I judged PHC Debate Camp’s tourney this year. After two rounds, I was known, apparently, as ‘that judge.’ The judge that requested a team argue in rhyme and told another team to argue alliteratively. Part of this was pure malevolence. More than that, I wanted the teams to communicate well. It only takes a few practice rounds to become proficient at reading cards in response to the other side’s arguments. This, however, is Nerdly communication. It takes serious work to really communicate.
I was the best of card readers. Our debate league pushed a ‘conversational style,’ and I was right on the edge. I could read two cards for every argument no matter how complex the round. Wham bam! After keeping careful track, I could make ‘preponderance of evidence’ (not to mention bellicosity) a voting issue and win, 37-14. Then I got a new partner. Who, during one of the first rounds we argued, asked me, with clear focus and pensive determination, ‘what word means x and starts with the letter C?’ I was dumbfounded. She could’ve found another three cards. She was communicating.
Productive debaters focus on solid communication. After conquering their vocal weaknesses, verbal pauses, and other nervous tics, they begin to treat each speech as their one chance to get the message across. Instead of relying on many weak arguments (the spread) or many weak words (the speed), they rely on crafting their most effective arguments in the most compelling language. They compose, on the fly, fantastic speeches.
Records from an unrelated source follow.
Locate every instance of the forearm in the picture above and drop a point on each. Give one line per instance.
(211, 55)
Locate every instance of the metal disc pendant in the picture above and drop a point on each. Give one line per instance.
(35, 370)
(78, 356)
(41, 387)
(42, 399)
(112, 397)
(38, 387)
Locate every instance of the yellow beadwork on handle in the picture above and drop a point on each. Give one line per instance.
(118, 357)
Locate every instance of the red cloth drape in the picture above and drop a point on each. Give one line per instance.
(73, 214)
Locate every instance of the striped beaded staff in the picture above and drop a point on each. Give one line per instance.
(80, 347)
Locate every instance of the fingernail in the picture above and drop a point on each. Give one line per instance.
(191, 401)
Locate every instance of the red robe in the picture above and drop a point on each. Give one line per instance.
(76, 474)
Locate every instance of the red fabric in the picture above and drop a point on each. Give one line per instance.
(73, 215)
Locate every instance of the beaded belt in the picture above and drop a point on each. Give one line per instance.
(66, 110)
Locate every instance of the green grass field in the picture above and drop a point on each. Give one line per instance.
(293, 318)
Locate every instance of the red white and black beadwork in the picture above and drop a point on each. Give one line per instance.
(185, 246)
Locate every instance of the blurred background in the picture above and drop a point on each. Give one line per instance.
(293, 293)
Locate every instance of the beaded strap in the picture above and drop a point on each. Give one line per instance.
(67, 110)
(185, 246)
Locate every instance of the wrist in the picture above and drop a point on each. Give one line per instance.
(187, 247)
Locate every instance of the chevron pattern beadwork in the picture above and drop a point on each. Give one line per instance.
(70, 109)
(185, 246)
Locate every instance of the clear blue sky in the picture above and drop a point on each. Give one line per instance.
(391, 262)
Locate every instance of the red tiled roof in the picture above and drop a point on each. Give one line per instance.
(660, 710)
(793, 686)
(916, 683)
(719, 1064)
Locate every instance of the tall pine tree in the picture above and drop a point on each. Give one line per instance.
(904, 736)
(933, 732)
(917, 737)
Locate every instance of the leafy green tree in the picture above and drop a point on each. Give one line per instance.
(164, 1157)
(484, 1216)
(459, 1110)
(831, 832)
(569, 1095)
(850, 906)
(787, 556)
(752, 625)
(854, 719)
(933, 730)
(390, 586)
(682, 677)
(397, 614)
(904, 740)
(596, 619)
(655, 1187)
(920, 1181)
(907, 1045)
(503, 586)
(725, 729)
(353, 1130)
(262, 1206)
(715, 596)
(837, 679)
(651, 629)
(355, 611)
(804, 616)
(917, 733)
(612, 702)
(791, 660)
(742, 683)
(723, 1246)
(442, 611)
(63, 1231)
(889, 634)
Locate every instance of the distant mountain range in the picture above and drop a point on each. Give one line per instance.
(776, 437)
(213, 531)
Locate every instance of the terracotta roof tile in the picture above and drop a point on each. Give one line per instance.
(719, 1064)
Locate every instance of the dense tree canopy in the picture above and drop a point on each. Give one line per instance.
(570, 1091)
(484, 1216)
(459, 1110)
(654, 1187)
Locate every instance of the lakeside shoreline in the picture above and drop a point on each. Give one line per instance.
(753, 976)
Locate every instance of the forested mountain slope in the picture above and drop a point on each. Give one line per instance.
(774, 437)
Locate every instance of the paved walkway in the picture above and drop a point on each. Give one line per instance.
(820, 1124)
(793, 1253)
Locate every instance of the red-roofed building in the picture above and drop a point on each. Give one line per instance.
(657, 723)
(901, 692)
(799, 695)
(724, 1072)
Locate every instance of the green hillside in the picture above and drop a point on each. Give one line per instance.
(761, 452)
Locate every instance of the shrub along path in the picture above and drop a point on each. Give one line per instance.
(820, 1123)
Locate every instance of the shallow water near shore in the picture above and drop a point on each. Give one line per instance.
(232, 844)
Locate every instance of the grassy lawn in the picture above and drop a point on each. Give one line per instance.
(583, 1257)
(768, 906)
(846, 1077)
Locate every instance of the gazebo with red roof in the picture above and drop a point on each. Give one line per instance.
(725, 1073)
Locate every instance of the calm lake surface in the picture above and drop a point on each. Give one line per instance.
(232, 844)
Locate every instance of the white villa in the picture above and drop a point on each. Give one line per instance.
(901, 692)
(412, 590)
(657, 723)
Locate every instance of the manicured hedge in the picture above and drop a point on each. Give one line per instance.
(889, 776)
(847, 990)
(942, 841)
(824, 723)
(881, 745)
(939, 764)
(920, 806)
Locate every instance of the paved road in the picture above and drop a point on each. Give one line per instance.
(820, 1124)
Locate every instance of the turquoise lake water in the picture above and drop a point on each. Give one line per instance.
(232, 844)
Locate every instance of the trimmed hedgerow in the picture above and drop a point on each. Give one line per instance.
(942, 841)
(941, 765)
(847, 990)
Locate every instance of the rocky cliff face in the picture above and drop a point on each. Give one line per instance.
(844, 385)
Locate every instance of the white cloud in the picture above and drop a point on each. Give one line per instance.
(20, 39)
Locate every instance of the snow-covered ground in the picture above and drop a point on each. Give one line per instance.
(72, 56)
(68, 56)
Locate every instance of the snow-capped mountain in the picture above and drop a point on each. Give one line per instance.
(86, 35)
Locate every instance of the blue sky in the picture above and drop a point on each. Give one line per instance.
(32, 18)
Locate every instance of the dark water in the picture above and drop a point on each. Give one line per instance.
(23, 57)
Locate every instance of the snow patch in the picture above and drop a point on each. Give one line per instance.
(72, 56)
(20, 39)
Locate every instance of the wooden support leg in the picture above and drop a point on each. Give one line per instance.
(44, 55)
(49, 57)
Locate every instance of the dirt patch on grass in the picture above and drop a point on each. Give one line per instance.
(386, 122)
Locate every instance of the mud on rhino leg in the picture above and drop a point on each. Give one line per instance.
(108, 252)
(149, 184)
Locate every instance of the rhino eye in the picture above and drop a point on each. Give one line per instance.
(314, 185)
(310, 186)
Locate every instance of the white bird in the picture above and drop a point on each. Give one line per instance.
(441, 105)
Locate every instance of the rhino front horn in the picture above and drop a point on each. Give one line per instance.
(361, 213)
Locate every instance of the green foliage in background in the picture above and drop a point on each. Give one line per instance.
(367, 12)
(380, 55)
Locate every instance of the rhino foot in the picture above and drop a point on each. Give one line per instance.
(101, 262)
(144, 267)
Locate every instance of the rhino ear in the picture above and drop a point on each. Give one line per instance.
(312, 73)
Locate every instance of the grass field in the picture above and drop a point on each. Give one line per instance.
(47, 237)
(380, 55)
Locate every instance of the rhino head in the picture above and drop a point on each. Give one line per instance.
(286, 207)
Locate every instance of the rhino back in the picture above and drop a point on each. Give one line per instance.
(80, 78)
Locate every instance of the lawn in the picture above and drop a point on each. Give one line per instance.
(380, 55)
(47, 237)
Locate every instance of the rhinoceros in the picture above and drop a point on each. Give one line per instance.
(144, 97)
They are communicating.
This skill could be the most transferrable of all debate skills. In the real world, you rarely get five uninterrupted minute to pontificate (or three to prepare). But you do get many chances to add relevant information and push the meeting or conversation forward. Good communication is being ready for that chance and getting your point across.
Take Action: The next time you make a debate speech, pretend you are talking to your next door neighbor. Eliminate the words you only use in debate (because all other debaters know them) and introduce words that package the exact idea you are trying to convey. This can be really hard for veteran debaters (who are almost always Nerdly communicators). Have someone stop your speech every time you use a buzzword or vague word.
Potential buzzwords: topicality, inherency, solvency, significance. Bonus: anything you abbreviate with letters and anything you say in latin.